Traficantes teriam confundido um dos médicos com um miliciano marcado para morrer porque tinha matado um traficante líder. É guerra na Zona Norte do Rio de Janeiro. Guerra pelo poder e comunidades. Guerras que se espalham pelo país. Todos matam e muito. Polícia, milicianos, traficantes, golpistas. Vou incluir aqui também bolsonaristas inescrupulosos que distribuem o ódio, a ode aos armamentos que se espalharam como nunca, sempre tentando atentar contra o que for contra os seus preceitos, sejam religiosos, estéticos, políticos ou comportamentais. Distribuíram com rapidez recorde sua baba sobre a deputada Sâmia Bomfim, do PSOL, irmã de um dos médicos assassinados.
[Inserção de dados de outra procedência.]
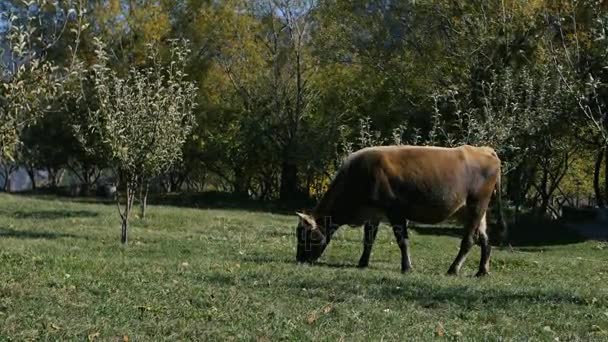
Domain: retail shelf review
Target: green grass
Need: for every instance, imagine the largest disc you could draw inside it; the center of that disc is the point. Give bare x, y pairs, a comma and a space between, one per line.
214, 274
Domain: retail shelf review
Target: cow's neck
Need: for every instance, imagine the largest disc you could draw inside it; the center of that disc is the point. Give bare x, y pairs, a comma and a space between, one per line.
326, 220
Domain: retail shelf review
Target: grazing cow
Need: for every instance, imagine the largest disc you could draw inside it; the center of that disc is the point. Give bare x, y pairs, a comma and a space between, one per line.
400, 183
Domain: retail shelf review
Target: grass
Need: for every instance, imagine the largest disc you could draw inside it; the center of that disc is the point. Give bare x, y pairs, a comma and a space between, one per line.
213, 274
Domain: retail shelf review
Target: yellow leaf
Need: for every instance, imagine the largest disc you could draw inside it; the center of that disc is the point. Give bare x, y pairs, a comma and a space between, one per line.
312, 318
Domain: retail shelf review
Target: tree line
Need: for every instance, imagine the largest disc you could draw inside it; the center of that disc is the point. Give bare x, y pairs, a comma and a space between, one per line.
265, 98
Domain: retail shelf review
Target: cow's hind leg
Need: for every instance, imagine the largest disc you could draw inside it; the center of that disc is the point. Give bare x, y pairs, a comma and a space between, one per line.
370, 232
475, 227
402, 237
484, 243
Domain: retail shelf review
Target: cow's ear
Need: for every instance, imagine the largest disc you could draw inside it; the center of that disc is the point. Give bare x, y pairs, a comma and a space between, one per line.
309, 222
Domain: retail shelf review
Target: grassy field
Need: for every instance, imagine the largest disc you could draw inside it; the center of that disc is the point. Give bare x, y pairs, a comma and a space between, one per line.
230, 274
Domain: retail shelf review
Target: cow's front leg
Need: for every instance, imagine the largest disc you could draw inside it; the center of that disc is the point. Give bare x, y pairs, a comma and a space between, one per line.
369, 236
401, 235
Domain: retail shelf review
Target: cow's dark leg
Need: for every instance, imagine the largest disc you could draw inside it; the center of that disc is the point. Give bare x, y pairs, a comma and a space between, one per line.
483, 241
465, 247
475, 227
370, 232
402, 238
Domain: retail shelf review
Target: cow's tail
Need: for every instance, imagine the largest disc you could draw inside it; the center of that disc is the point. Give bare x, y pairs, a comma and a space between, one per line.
503, 230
Crueldade e oportunismo.

O caso teve repercussão mundial. Em poucas horas, resolvido. Pela polícia? Um pouco, sim, porque todas foram para lá. Mas, mais do que isso, os culpados pelo ataque não amanheceram o dia seguinte, não viram a luz do outro dia: pena de morte. Da Justiça? Não! Dos próprios traficantes do Comando Vermelho que não perdoaram o erro que tanta atenção chamou e os quatro assassinos trapalhões foram condenados pelo seu “tribunal”. Tribunal? Se reuniram na comunidade, com algum juiz ou autoridade? Não! Estavam presos no complexo penitenciário do Bangu 3 e em videoconferência deram a ordem. Julgaram. Fim.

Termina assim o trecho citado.